- Directed by: Nikole Beckwith
- Written by: Nikole Beckwith
- Produced by: Gregg Ammon Dan Halsted Leslie Urdang
- Starring: Saoirse Ronan Cynthia Nixon Jason Isaacs
- Cinematography: Arnaud Potier
- Edited by: Joe Klotz
- Music by: Nora Kroll-Rosenbaum Brian McOmber
- Production companies: Fido Features Olympus Pictures
- Distributed by: Lifetime
- Release dates: January 23, 2015 (Sundance); May 2, 2015 (United States);
- Running time: 99 minutes
- Country: United States
- Language: English
- Budget: $850,000

= Stockholm, Pennsylvania =

Stockholm, Pennsylvania is a 2015 drama film directed by Nikole Beckwith, as her directorial and film-writing debut. The film premiered at the 2015 Sundance Film Festival. The screenplay was awarded the 2012 Nicholl Fellowship from Academy of Motion Picture Arts and Sciences.

It was produced by Greg Ammon, Leslie Urdang and Dan Halsted with the now defunct Fido Features. The film was acquired by Lifetime on March 26, 2015, and made its television premiere on May 2, 2015. The film is edited by Joe Klotz.

==Plot==
Leanne Dargon is kidnapped at age 4 by Ben McKay, who confines her to his basement and renames her Leia, isolating her from almost all outside influences.

In events not directly covered in the film, she is discovered and reunited with her parents, Marcy and Glen Dargon, after an absence of 17 years.

Showing signs of Stockholm syndrome, Leia still sees Ben as her father, and sees two strangers in her biological parents.

As time passes, though, Marcy becomes the unstable one, throwing Glen out of the house, taking abrupt and erratic actions, doing attachment exercises, locking Leia up and controlling her as completely as McKay had.

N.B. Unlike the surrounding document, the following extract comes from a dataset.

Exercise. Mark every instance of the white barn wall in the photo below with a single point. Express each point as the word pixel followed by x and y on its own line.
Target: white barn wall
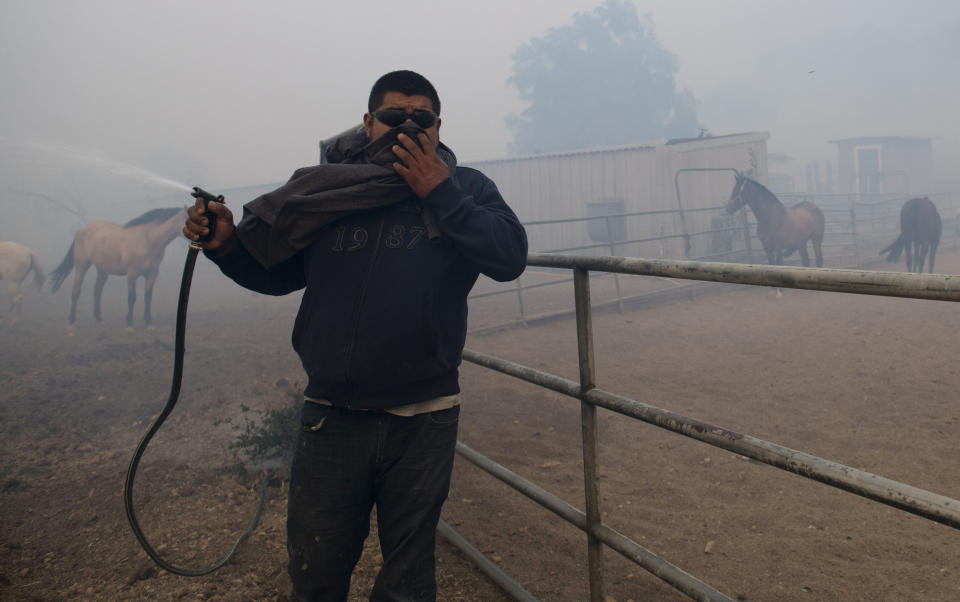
pixel 560 186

As the film ends, Leia escapes the captivity and vows to make a life of her own.

==Cast==
- Saoirse Ronan as Leia Dargon
  - Hana Hayes as Leia, aged 12
  - Avery Phillips as Leia, aged 9
- Cynthia Nixon as Marcy Dargon
- David Warshofsky as Glen Dargon
- Jason Isaacs as Ben McKay
- Rosalind Chao as Dr. Andrews

==Reception==
The film received mixed reviews, with critics comparing the second half unfavorably with the first. On review aggregator Rotten Tomatoes, 27% of 11 reviews are positive, and the average rating is 4.6/10. On Metacritic, the film has a weighted average score of 47 out of 100, based on reviews from 5 critics, indicating "mixed or average reviews".

At the 20th Satellite Awards, the film won the award for Best Television Film. And was nominated for three Critics Choice Awards.